If nothing else, reading Attempted Murder is a reminder that, whatever else anyone says about him, Griffin is a master of dissimulation, disruption and destabilisation, a skilled practitioner of using innuendo, smear and outright lie as a political tool. In short Griffin is a champion of the politics of factionalism which he uses to shore up and preserve his own position against those foolhardy enough to challenge his untrammelled authority.

It is ironic that so many of those now bleating about their betrayal, personal and ideological, by Griffin seem so oblivious to the factional role he played during the split and subsequent disintegration of the NF in the 1980s. When Griffin took over the NF had 4,000 to 5,000 members but that dwindled as part of his systematic plan for developing a trained core cadre of activists, which he termed the Political Soldiers.

Having driven the NF into the ground Griffin abandoned it in 1989 for the International Third Position (ITP), a revolutionary “nationalist” sect.

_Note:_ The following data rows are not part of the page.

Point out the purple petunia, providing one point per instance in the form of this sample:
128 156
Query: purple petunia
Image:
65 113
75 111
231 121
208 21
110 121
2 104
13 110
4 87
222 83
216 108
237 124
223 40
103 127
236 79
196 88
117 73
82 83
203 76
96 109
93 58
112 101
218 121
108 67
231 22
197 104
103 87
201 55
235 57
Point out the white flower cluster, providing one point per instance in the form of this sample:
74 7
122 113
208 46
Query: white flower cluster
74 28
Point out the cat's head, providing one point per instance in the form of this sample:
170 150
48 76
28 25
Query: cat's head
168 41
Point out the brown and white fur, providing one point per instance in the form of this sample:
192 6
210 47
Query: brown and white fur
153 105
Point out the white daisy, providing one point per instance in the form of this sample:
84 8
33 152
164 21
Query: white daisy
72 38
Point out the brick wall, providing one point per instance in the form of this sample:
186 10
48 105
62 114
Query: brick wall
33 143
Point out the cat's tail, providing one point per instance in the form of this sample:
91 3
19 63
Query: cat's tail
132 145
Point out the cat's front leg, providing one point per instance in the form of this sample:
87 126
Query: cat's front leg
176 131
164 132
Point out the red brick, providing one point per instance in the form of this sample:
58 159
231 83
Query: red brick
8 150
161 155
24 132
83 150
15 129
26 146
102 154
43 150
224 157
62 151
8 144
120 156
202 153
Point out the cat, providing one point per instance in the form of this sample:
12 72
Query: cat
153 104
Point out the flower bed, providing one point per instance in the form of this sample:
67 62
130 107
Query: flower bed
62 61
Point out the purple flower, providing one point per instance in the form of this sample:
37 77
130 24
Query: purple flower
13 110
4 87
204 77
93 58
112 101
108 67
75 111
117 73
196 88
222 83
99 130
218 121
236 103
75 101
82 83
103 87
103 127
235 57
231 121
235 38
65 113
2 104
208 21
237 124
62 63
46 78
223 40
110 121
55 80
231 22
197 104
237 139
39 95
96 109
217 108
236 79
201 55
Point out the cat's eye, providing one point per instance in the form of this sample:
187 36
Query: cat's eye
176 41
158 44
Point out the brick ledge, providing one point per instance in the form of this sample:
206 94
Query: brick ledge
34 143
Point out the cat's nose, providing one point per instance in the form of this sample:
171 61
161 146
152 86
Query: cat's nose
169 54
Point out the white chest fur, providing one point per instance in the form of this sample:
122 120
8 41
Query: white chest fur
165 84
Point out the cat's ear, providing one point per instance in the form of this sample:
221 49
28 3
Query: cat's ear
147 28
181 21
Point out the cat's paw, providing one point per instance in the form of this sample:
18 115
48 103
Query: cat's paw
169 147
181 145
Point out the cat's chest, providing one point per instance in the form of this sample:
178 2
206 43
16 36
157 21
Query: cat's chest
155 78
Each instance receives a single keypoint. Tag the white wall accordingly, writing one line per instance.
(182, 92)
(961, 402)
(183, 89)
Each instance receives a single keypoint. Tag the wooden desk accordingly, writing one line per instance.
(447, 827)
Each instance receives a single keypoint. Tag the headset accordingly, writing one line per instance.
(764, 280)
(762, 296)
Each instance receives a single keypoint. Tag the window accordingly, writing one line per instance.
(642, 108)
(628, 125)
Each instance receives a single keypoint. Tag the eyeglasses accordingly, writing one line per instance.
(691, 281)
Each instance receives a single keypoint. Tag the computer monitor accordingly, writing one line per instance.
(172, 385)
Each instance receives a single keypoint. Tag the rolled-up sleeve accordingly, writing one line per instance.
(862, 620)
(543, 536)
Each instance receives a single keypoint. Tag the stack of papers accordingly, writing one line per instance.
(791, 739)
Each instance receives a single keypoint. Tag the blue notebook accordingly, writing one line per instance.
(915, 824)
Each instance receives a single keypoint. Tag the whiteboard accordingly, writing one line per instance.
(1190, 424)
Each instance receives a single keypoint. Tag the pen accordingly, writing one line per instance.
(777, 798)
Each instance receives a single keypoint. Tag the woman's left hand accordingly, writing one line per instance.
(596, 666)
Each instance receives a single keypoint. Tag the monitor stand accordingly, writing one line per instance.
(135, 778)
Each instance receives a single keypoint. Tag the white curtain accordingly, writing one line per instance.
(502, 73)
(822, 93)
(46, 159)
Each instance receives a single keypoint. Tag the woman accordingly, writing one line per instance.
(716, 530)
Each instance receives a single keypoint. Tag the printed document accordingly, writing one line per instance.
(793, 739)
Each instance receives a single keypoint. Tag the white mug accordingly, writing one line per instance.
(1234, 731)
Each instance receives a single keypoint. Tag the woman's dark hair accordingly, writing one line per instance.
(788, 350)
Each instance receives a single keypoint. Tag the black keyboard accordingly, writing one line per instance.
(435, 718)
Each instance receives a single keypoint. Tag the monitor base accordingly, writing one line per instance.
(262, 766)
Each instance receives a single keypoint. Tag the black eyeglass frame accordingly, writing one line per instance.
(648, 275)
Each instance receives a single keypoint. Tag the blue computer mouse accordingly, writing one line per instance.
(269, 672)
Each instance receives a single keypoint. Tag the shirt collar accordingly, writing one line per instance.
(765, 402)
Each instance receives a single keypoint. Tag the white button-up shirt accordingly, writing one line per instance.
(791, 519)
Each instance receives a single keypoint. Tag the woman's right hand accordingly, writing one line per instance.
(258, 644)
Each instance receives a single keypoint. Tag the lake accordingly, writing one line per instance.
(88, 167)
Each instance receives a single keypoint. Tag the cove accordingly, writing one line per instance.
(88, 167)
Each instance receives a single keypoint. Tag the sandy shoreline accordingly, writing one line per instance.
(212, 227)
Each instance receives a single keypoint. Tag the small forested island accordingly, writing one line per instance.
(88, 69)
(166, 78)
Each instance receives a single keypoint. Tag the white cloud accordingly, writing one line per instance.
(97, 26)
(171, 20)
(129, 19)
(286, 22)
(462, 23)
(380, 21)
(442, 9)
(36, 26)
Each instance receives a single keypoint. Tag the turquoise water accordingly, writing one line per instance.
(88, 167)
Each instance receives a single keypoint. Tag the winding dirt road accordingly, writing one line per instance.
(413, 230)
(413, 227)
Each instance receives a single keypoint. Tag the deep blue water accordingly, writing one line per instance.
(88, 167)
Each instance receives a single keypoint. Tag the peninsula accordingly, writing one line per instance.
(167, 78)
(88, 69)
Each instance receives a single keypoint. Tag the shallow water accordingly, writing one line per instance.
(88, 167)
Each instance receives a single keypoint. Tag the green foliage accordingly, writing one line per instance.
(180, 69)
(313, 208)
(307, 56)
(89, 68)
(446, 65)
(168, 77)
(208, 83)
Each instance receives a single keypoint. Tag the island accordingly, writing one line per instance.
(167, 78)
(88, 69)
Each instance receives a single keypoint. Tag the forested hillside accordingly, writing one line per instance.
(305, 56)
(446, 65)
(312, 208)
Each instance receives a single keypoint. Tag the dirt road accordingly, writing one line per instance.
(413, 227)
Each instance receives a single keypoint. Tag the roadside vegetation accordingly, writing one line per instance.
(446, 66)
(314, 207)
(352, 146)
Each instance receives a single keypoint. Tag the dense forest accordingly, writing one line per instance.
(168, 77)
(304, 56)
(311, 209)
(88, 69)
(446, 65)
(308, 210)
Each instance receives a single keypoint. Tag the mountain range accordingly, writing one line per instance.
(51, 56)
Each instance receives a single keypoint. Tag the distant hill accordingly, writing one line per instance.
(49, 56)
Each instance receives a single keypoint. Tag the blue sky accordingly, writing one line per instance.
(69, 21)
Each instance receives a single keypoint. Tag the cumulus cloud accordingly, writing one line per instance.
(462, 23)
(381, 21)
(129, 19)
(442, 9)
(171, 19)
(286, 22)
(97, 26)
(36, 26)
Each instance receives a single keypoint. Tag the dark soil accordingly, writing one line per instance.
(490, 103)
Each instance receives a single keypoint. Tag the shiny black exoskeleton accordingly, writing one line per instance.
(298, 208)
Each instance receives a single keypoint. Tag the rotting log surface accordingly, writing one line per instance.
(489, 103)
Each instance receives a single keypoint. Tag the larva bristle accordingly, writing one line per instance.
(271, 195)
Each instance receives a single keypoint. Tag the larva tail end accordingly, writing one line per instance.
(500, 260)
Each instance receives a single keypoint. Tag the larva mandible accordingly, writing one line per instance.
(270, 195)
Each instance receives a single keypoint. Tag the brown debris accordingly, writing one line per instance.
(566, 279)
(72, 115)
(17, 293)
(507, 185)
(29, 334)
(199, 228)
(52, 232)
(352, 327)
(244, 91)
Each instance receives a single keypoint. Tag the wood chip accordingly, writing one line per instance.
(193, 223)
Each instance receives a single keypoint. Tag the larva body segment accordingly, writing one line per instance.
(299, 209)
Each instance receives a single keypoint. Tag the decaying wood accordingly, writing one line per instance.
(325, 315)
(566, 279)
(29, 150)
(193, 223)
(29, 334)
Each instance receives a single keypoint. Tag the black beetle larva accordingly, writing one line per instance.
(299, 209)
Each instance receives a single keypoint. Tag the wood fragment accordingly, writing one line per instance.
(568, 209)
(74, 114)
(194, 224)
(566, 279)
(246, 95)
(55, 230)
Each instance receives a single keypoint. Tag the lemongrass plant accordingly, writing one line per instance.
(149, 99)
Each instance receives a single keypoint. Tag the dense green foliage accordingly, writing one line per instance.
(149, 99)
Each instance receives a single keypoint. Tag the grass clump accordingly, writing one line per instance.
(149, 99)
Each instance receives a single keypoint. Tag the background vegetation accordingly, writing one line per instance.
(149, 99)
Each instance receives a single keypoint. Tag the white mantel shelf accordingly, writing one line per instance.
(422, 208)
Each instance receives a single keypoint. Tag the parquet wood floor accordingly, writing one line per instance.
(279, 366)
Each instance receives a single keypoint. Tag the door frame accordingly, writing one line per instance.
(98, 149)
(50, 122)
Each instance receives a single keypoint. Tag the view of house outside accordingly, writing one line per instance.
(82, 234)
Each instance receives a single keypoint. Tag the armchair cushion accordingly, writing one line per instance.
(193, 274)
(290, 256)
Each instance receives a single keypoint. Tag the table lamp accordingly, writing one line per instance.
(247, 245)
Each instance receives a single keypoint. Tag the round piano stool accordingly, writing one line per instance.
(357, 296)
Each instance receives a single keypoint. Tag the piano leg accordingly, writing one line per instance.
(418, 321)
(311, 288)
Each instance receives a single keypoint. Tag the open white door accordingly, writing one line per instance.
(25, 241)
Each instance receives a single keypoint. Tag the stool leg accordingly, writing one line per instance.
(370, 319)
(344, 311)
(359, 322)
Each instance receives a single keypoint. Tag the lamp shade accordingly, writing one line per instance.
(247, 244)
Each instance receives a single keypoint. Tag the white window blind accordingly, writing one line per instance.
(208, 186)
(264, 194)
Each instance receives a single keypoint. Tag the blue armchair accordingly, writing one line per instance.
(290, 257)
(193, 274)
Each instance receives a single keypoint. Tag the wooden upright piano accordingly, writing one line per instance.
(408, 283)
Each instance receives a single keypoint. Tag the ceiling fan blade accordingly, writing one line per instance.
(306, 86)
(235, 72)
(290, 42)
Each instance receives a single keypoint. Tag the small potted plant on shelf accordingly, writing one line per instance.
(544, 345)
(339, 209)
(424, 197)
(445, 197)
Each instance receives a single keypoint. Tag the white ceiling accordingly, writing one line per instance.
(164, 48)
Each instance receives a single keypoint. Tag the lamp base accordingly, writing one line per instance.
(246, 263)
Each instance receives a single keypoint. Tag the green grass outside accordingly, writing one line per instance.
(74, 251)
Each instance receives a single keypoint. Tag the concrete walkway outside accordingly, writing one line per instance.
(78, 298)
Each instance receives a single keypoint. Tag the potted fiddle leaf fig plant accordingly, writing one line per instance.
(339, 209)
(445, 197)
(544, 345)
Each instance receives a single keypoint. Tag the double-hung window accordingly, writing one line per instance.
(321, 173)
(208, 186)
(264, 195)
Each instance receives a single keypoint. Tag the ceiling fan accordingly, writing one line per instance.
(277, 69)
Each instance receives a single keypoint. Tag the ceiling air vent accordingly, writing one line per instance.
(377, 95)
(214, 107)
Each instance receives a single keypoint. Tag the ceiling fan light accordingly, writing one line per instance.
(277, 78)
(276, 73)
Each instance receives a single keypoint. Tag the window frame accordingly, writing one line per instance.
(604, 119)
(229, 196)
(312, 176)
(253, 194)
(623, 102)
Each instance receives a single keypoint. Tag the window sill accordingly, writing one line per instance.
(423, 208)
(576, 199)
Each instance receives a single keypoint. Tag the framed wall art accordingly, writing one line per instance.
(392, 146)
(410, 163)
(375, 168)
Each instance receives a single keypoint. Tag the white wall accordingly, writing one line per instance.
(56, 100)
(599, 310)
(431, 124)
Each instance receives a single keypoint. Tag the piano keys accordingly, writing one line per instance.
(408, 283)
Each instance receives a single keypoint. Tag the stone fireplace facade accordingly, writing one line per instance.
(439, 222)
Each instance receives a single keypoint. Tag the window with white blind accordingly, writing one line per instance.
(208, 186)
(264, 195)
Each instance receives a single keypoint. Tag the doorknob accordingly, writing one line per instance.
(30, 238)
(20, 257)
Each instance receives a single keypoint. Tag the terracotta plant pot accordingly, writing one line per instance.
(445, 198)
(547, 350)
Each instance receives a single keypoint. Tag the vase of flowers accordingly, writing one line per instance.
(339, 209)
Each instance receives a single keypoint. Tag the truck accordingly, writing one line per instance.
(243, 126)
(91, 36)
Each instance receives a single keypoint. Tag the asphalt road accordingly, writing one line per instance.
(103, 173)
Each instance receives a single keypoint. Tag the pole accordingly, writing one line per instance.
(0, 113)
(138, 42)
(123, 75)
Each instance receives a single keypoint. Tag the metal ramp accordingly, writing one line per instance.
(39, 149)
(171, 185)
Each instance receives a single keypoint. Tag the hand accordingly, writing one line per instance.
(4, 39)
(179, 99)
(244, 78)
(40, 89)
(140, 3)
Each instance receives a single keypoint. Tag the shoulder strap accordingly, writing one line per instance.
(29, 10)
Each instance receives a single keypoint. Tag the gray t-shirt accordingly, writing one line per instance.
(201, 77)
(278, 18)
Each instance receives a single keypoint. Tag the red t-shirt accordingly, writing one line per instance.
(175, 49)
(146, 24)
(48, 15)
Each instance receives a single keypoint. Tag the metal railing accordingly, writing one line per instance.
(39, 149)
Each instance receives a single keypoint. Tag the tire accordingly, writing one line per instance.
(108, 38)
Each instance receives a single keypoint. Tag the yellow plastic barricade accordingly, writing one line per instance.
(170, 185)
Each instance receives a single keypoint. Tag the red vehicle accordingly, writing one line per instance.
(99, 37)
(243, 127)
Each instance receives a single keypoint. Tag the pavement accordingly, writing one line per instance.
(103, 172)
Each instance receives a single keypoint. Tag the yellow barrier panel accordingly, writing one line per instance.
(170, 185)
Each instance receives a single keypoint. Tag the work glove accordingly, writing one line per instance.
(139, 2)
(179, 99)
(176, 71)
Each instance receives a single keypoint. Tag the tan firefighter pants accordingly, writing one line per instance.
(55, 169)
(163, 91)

One other point discovered by the BNP dissidents is the lengths to which Griffin will go to win out. Smearing his opponents as “neo-nazis” was pretty hypocritical considering that Griffin perhaps would not even be BNP chairman today were it not for the help of the quite unabashed nazis he today derides. Indeed for all his ideological twists and turns throughout his career Griffin has always remained one thing: a hardline extremist [sic].

Particularly illuminating was the testimony of the Scottish Blood and Honour boss Steve Cartwright who went on record with his memories of Griffin in Wales in the mid-1990s. “Our meeting with Griffin went well,” recalled Cartwright, “he pushed all the right buttons, emphasising militancy as well as paying due respect to the Nationalists and National Socialists of the past. He also spoke of the need to re-package and modernise our beliefs in the hope of reaching the British public.” He went away satisfied that this was the man to succeed the veteran BNP leader, John Tyndall.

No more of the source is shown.